Third, we need inclusion in its broadest sense to be an integrated part of our thinking, not a later addition. Our church was not built to be accessible for those with mobility issues, and so we have had to adapt it by putting a ramp at the front. I’m not suggesting we pull the whole thing down and start again, and many things we do will need to be adaptations, but how much better if from here, we think of accessibility from the start. In practice, giving greater thought to accessibility may mean simple things like offering a blessing to those whose physical needs mean they cannot share in the bread and cup of communion, or it may be more radical changes to building. We’ve already talked about reconfiguring the platform to make it fully accessible to those with mobility issues, and that has come out of a sense that while we need to do maintenance work on it, we want to build accessibility in. We are also aware that our accessible toilet is not accessible to everyone who might need it, and so I’m pleased to say that we are looking at conducting an access audit, so that we can get some expert advice on what we need to do and how we might do it.
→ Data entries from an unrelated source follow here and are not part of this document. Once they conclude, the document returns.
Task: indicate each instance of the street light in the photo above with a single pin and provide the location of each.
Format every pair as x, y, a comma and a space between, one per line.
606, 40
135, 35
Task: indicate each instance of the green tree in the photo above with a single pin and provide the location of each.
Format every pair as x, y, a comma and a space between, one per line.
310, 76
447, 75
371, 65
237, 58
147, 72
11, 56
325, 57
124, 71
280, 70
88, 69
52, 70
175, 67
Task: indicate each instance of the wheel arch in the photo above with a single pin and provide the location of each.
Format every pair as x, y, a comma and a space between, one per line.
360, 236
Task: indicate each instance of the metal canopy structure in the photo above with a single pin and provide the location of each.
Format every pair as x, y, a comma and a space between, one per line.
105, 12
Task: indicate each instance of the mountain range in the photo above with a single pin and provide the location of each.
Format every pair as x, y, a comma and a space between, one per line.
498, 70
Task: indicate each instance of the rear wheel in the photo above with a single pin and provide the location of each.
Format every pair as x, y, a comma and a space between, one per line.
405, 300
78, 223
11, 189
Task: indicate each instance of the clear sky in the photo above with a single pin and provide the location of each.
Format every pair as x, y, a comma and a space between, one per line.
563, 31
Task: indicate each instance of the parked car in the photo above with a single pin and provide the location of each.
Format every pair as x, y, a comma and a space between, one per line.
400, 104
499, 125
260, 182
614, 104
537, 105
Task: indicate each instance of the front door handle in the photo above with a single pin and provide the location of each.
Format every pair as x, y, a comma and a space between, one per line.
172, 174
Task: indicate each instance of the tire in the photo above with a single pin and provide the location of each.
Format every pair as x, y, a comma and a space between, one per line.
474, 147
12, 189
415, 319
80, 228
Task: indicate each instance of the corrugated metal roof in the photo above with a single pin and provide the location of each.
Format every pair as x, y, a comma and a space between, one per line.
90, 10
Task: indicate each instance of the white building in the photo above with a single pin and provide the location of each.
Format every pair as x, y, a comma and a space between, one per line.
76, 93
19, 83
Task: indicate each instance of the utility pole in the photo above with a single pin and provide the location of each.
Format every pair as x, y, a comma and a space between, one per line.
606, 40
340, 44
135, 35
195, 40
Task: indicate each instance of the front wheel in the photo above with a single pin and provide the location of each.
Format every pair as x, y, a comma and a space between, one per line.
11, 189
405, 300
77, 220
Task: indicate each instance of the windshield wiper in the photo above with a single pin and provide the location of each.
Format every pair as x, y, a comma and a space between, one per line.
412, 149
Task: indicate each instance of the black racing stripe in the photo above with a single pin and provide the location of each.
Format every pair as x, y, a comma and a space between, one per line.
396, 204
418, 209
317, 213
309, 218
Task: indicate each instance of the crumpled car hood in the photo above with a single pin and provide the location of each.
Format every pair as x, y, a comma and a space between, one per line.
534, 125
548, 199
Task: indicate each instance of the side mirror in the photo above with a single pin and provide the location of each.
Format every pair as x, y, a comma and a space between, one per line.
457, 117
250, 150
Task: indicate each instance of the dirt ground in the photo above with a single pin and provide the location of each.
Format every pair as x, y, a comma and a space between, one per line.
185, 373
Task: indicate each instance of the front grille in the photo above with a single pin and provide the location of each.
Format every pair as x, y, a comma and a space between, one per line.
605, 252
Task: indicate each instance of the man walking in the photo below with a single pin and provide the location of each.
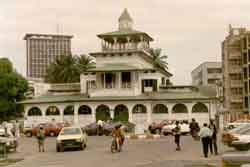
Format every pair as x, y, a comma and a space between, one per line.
40, 138
213, 139
194, 129
177, 135
205, 134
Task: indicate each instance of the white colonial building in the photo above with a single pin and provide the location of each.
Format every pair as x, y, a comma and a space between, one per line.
125, 85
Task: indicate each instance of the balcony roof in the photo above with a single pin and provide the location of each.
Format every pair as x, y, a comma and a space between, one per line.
110, 67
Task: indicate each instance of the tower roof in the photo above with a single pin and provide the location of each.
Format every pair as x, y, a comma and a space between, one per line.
125, 16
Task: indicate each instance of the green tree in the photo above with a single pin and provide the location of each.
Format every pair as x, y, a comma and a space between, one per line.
67, 69
159, 60
12, 90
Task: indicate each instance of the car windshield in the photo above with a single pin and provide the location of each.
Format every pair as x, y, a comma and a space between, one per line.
241, 129
70, 131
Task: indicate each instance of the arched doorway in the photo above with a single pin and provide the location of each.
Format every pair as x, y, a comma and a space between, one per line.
68, 114
180, 108
85, 115
140, 118
52, 114
102, 113
160, 113
199, 108
34, 111
121, 113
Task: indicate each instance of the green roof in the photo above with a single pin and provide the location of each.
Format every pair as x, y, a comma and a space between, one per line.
124, 33
154, 96
116, 67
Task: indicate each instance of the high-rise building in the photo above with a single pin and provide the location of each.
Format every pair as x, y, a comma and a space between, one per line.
236, 71
43, 49
206, 74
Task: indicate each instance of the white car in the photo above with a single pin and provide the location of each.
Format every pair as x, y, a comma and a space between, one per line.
168, 129
239, 138
71, 137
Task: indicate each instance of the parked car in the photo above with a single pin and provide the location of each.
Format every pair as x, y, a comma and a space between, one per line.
91, 129
71, 137
51, 129
232, 125
168, 129
239, 138
156, 128
10, 141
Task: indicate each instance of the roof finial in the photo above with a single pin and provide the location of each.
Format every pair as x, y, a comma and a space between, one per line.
125, 21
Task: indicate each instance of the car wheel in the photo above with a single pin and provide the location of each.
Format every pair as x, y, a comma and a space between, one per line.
52, 134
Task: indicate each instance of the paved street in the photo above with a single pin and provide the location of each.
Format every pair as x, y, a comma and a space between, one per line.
136, 153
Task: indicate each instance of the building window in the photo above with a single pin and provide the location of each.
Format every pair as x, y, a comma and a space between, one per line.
126, 79
91, 84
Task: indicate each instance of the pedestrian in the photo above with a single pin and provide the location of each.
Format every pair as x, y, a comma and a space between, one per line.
40, 138
213, 139
99, 127
194, 129
177, 135
205, 134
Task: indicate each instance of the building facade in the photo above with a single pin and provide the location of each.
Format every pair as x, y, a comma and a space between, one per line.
125, 85
236, 72
207, 74
43, 49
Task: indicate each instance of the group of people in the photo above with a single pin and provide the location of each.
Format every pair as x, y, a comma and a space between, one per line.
207, 134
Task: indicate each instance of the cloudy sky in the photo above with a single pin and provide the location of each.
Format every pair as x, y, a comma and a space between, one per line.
188, 31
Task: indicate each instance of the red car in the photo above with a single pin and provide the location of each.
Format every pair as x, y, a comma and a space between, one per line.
155, 128
51, 129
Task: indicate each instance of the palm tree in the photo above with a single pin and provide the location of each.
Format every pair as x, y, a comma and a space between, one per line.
85, 62
158, 59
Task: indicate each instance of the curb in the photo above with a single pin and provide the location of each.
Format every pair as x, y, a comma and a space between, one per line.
143, 136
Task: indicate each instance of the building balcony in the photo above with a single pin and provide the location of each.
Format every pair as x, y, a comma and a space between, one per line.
236, 83
236, 99
235, 70
234, 56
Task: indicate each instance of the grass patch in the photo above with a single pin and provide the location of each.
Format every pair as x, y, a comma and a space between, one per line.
9, 161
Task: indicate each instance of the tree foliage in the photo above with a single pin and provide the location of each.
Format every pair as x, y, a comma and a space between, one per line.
67, 68
12, 89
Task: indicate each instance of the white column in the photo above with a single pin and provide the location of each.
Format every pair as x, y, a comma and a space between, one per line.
93, 112
130, 113
76, 107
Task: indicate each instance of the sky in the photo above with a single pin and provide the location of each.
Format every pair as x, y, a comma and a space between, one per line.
188, 31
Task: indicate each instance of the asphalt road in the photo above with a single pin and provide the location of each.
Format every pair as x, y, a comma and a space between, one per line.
136, 153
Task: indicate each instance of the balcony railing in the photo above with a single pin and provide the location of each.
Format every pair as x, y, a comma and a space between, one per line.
236, 83
237, 98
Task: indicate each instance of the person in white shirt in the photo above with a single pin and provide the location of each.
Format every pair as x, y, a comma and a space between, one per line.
99, 127
205, 135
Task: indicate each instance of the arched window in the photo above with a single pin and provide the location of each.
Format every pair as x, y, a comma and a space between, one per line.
102, 113
199, 108
160, 109
121, 113
52, 110
84, 110
139, 109
34, 111
180, 108
69, 110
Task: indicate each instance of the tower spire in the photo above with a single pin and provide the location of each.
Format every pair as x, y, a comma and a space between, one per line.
125, 21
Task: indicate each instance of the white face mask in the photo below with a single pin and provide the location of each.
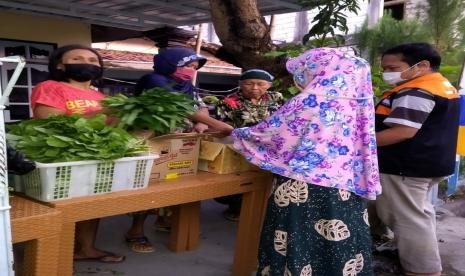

We can also take care with our language. You may have noticed I have used “people with disabilities” rather than “disabled people” - that is currently the favoured language because it is people centred, focusing on the person who happens to have disabilities, rather than defining them as disabled. Although even having said that, it is still important to listen to the language people use for themselves - I know there is disagreement among people on the autistic spectrum over whether it is better to say “autistic people” our “people with autism”, and it’s important to respect what people as individuals are comfortable with.
Perhaps most importantly though, research among people with disabilities has shown that ultimately relationship is more important than access in making them feel fully included as members of a community. So at the end of the day, let us just love each other, warts and wheelchairs and all.